Away from work miners engaged in a whole range of activities. Many were involved in Friendly Societies such as The Buffaloes which met for a time at The Commercial Inn (Park Avenue) and The Oddfellows which met at The Barley Mow in Court Street. Friendly Societies offered insurance cover such as injury and old age benefits and enabled members to save for burial fees to ensure that funeral costs would be covered and the earliest recorded locally existed by 1794.
Wakes, fairs and carnivals seem always to have been popular and many of these were associated with sporting and sometimes less salubrious activities. An annual Ironbridge fete, started in 1864, included sports, a high-wire act and fireworks in 1875. Visits by circuses and travelling fun fairs became popular.
Early records refer to bull-baiting and dog- and cockfighting in Madeley but such activities were increasingly frowned upon by the clergy and the gentry. In 1788 the vestry resolved to withhold poor relief from any who kept a dog or fighting cock. Both bull-baiting and cockfighting were made illegal in 1835 but the latter was easier to conceal and continued well into the 19th century. The last recorded bull-baiting in the parish took place on The Green at Madeley in 1827.
Boxing and prize-fighting (bare-knuckle fighting) were both widespread as was pigeon racing and quoit playing. Early quoits were generally made from poor-quality leftover metal from mine forges which perhaps explains why the main quoit-playing areas centred on mining communities. Around the pit-heads men often played pitch-and-toss and the boys all seem to have played marbles. Many of these activities were associated with gambling and drunkenness and, by 1847, Madeley had fifty-two public houses most of which listed mining as at least part of their trade and drunkenness was always seen as a problem. In the 1840s one young miner was recorded as saying (rather contemptuously) ‘There are teetotallers, but not amongst the miners. We call the teetotallers ‘water-bellies’. A miner could not do without drinking beer. It is good for the constitution’!

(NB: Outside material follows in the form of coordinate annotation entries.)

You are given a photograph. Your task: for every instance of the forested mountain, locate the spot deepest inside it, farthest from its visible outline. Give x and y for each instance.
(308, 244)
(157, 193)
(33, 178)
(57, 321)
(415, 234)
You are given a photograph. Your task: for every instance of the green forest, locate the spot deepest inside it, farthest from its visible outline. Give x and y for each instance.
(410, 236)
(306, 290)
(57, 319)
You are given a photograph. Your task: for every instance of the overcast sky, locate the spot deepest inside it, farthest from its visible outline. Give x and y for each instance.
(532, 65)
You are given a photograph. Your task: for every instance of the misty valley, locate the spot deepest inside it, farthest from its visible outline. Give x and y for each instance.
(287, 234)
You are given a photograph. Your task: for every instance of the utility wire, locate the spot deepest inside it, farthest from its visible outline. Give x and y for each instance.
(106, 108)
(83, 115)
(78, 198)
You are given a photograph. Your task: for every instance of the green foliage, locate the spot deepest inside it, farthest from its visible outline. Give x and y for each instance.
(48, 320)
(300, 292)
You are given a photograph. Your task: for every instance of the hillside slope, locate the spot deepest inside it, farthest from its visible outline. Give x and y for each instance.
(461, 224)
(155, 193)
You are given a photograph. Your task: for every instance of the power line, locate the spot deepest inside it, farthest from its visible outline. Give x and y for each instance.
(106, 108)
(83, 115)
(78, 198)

Some locals kept greyhounds, whippets or lurchers and horse-racing was enjoyed by many. Local race meetings often included ‘Chartermasters’ Stakes’. The Shropshire Conservative for 5th October 1850 reported one such event at Pain’s Lane Races (St. Georges) and recorded that the landlords of both The Barley Mow Inn and The Park Inn public houses erected ‘booths’ (presumably beer tents). Fox hunting was a popular spectator sport and Madeley Wood Pit later became famous being one of the few to have its own ‘Hunt’ in which groups of miners hunted, on foot, with hounds.
In the latter part of the 19th century miners’ football and cricket teams were formed and recreational use of the Severn increased.
Around 1896 the vicar of Madeley counted the main obstacles to his work as indifference, drink and ‘the passion for amusement, especially football’!